Their argument: a Nexstar/Tegna combination would reach 80% of US TV households, with critics saying that scale leads to newsroom cuts, layoffs, and higher fees that cable and satellite providers like DirecTV have to pay to carry local channels.
Think of it like one giant landlord owning most of the apartments in a city. The landlord controls who pays what rent.
DirecTV's stake is more direct - as a satellite TV provider, it pays Nexstar fees to carry local stations, and a bigger Nexstar means more leverage at the negotiating table.
Nexstar's Three-Front Plan
On the company's earnings call Thursday, CEO Perry Sook laid out a three-front legal plan.
First, Nexstar appealed the preliminary injunction to the Ninth Circuit Court of Appeals. Second, there's a trial coming in California federal court.
A separate challenge to the FCC's approval is also pending in the D.C. Circuit, with responses due May 11.
The company brought in antitrust lawyer Beth Wilkinson to handle the cases, and Sook told analysts: "We believe we will prevail on the merits of this case."

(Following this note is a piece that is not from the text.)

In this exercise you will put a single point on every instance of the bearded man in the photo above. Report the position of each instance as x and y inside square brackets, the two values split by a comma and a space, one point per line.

What's At Stake For Nexstar's Business
If the courts force a divestiture, Nexstar has to either sell Tegna stations or unwind the deal entirely. That's a major operational headache for a company that just paid $6.2 billion in cash.
The financial impact is already showing up - Sook skipped Nexstar's usual long-term earnings forecast on the call, citing the legal limbo as the reason.
What To Watch
Sook described the legal map as a "complete laundry list of all threatened and pending litigation," with three courts and a regulator now weighing the future of a deal that's already closed.
If Nexstar wins, it controls 80% of US TV households. If it loses, the company has to figure out how to undo a deal it already paid for.